La présence de toits terrasses et de salons d’étage desservant les différents corps de logis renforce cette unité structurelle indispensable à la qualification retenue. Le projet se présente sous la forme d’un ouvrage global dont les composantes sont rattachées les unes aux autres par des volumes bâtis. Cette contiguïté matérielle exclut l’hypothèse de constructions isolées qui auraient nécessité le respect de reculs mutuels plus importants sur la même parcelle. La cour administrative d’appel privilégie ainsi une lecture réaliste de l’architecture pour déterminer les normes d’urbanisme effectivement applicables à l’espèce.
B. L’éviction corrélative des règles d’implantation sur une même propriété
Dès lors que l’ensemble immobilier est qualifié de construction unique, les prescriptions du règlement local relatives aux bâtiments non contigus deviennent totalement inopérantes. Le texte communal impose une distance minimale égale à la hauteur de l’acrotère uniquement pour les constructions séparées physiquement sur un même terrain. En l’espèce, les dispositions « régissant les distances d’implantation entre deux constructions non contiguës sur un même terrain, ne trouvent pas à s’appliquer ». Le moyen tiré de la violation de ces distances de voisinage interne doit par conséquent être écarté comme infondé.

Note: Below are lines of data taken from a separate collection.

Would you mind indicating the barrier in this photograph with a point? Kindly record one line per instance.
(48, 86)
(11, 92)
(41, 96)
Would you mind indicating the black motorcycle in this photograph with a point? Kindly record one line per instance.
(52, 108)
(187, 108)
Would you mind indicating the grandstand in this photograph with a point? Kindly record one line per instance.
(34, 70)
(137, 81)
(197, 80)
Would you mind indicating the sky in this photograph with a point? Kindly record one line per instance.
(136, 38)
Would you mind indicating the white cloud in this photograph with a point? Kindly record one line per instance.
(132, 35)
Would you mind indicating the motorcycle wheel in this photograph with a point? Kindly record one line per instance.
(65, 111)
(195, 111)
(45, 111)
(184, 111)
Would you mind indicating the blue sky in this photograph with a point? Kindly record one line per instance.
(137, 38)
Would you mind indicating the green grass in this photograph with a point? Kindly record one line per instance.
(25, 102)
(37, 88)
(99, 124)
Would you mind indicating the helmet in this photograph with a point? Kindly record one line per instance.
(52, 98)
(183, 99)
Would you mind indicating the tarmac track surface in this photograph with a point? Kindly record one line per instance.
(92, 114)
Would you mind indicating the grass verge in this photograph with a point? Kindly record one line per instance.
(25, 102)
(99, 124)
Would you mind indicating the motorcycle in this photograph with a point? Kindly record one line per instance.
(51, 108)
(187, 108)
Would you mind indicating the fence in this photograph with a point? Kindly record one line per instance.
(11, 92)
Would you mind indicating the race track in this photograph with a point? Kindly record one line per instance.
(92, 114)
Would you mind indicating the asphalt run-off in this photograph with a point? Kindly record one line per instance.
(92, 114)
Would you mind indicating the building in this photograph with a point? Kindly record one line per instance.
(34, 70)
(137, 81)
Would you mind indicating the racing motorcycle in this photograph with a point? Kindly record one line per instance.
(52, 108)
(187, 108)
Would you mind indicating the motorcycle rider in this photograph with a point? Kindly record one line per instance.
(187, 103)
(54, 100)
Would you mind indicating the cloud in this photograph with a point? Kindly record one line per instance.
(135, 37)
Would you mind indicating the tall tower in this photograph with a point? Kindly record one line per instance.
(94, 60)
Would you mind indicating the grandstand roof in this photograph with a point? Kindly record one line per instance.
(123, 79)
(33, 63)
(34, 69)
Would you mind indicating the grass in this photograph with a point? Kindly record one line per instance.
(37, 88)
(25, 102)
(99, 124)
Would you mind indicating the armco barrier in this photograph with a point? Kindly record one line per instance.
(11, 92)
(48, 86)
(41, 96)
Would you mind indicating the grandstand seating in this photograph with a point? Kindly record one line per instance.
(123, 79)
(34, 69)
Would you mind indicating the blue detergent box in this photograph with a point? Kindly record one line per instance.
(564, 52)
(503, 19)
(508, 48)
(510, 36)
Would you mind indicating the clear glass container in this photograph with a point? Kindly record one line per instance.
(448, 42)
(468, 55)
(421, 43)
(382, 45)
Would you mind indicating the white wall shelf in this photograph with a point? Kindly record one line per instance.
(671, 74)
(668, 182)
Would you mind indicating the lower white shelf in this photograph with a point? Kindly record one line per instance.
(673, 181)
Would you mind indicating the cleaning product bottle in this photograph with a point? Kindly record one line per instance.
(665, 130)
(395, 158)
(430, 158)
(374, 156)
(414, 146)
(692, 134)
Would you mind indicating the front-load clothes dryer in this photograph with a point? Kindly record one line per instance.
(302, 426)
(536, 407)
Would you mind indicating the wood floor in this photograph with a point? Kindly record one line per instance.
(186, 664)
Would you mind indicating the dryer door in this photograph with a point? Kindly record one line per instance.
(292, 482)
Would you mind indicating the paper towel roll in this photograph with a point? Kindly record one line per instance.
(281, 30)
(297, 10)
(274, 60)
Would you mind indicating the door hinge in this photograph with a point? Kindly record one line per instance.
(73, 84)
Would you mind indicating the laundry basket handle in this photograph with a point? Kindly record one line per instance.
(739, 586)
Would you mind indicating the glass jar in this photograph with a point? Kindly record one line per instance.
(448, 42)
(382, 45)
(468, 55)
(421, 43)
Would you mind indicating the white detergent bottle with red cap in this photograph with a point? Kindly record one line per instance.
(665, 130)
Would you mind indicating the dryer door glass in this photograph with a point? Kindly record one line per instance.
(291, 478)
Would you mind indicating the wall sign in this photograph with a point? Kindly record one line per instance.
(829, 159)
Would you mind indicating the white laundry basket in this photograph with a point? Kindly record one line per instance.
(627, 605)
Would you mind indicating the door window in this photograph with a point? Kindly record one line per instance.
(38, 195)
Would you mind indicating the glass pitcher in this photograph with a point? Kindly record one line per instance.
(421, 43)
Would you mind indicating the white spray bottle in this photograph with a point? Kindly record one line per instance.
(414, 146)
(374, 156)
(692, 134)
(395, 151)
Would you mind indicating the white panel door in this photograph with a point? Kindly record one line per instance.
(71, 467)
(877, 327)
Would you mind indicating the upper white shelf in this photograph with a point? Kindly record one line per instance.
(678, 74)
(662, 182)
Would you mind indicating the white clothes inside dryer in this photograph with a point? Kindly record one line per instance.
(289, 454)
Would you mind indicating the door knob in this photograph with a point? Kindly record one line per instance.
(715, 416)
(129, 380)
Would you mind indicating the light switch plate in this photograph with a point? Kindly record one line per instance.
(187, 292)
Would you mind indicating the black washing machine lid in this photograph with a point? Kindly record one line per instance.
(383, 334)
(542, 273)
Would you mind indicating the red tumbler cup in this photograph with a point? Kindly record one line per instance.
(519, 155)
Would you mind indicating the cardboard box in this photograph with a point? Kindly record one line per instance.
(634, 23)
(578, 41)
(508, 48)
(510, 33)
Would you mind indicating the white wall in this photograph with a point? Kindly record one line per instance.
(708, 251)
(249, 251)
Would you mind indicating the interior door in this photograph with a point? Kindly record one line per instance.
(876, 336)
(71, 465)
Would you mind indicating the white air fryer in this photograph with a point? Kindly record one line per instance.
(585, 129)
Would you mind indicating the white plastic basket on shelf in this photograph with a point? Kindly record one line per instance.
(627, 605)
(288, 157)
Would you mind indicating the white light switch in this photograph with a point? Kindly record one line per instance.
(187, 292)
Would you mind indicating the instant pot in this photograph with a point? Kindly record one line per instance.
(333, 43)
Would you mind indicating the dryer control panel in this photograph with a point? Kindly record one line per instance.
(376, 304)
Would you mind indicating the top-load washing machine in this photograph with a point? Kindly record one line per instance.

Cette solution classique confirme la liberté de conception architecturale tant que les différentes parties de l’ouvrage demeurent solidaires et physiquement rattachées entre elles. Le juge refuse de diviser artificiellement un ensemble cohérent pour lui appliquer des contraintes de prospect qui ne concernent que les édifices séparés. La requête du demandeur est par conséquent rejetée, confirmant ainsi la validité juridique des autorisations délivrées par l’autorité municipale sous le contrôle du préfet.